Everyone knows how important the World Cup is for us Brits, and we all have the same high expectations for our team, shortly followed by the inevitable disappointment of the long journey home. But let’s forget about the players for a moment, while we nerd out on some of the finest marketing we’ve seen from the World Cup before the dreaded car flags and bootleg England shirts resurface.
Sport betting experts Paddy Power got themselves into choppy waters during the 2014 World Cup when creating a digital ad to show their support for the England team competing (and then quickly leaving) the tournament. The birds-eye shot showed the words, “C’MON ENGLAND PP”, carved into the Amazon rainforest. And as you can imagine, the internet was not happy, criticising Paddy Power for their “irresponsible” actions and receiving waves and waves of abuse.
However, all was not as it seemed. The next day, a similar image was posted reading, “WE DIDN’T GIVE THE AMAZON A BRAZILLIAN.” Paddy Power had, in fact, teamed up with Green Peace to use the World Cup as the perfect opportunity to raise awareness of deforestation. Stating that, “Every 90 minutes, an area the size of 122 footy pitches is chopped down,” Paddy Power’s campaign proved to be a golden piece of marketing highlighting a very real issue.
Everyone knows how much fun Google Street view can be, whether you’re dog-spotting or just wanting to see some of the unluckiest people caught out by Google’s camera. But back in 2014, Google gave fans the chance to “step inside” all 12 of Brazil’s World Cup stadiums leading up to the tournament. As well as behind-the-scenes shots from inside the stadiums itself, the search giant also sent their camera around some of the host nation’s incredible landmarks, like the mind-blowing Iguacu National Park.
If you’re like me and couldn’t really afford a plane ticket to Brazil and don’t fancy contending with bullet ants or wandering spiders, this was the ideal way to explore the host nation from the comfort of my own home. Those who didn’t get to give it a try last time will be pleased to hear they’ve done it again this year for Sochi.
Social media giants Facebook, Twitter and Snapchat are all currently finalising deals with FOX for the rights to show live footage and highlights of the 2018 World Cup, rather than going through FIFA to acquire the licensing directly. This may be only for America, but in 2014, it’s estimated that 280 million people watched games from the tournament online or on a mobile device. And following a seven-year low in Sky Sports Premier League match viewing figures, I suspect we will see the transfer to mobile soar in future years.
When Facebook targeted the World Cup to focus more on real-time updates and conversations around the World Cup, more than 460 million interactions were made about the tournament. Facebook promoted World Cup hashtags, celebrity-related posts as well as a dedicated World Cup section. In comparison to the nearly-half a billion interactions over the tournament, the Super Bowl had 185 million interactions, the Winter Olympics at Sochi had 120 and the Oscars had 25.4 million. Football is the greatest.
It’s still a playground debate: who gives you a crisper strike, Adidas or Nike? (Obviously Nike, discuss in the comments.) But back in 2014’s World Cup, Adidas was one of the partner sponsors of the tournament and Nike didn’t sponsor at all. But if you look at the figures, Nike had a screamer. They got six times more likes on Facebook; double the favourites on Twitter and their YouTube saw 2.5 times more views, seven times more comments and ten times more likes during the tournament.
The graph shows Nike’s return of investment compared to headline sponsors Adidas. This just shows that sponsorships aren’t a huge advantage in the world of social media and creativity is still so crucial. Nike’s social media marketing success was largely down to the early engagement of their viral video, “The Last Game”. Guess they owe a pretty big thanks to the agency behind the video.

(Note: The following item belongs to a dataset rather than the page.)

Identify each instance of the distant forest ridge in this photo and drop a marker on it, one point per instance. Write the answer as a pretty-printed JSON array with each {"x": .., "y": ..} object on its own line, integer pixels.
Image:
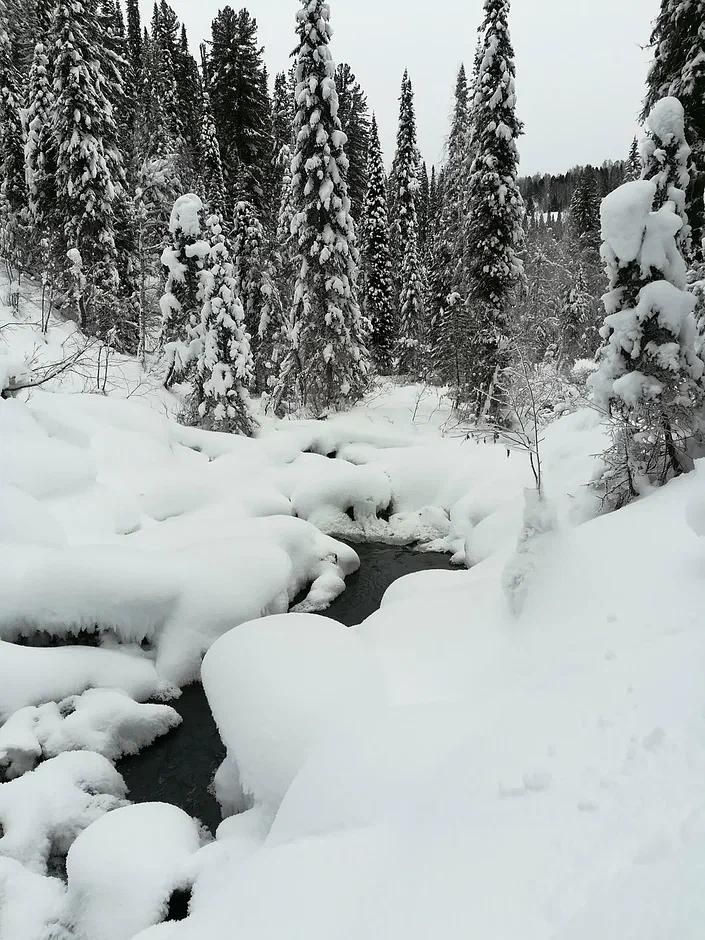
[{"x": 552, "y": 192}]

What do you do when one of the worlds most famous football players bites their opponent? You react quickly and post hilarious tweets, of course. This isn’t the first time Uruguay’s Luis Suarez has experienced some teething problems, (this being the third time the striker was punished for chomping another player.) But it was brands like BUD Light, Trident and Snickers that saw a golden opportunity, quickly purchasing promoted tweets around the Suarez controversy, creating some of my favourite digital marketing from the 2014 World Cup.
It’s just three months until the World Cup lands in Russia and if this article has shown us anything, it’s that the world’s leading companies will leave no stone unturned in search of World Cup digital marketing glory. Can you think of any better examples of successful World Cup branding campaigns – or how about some monumental failures? Let us know in the comments.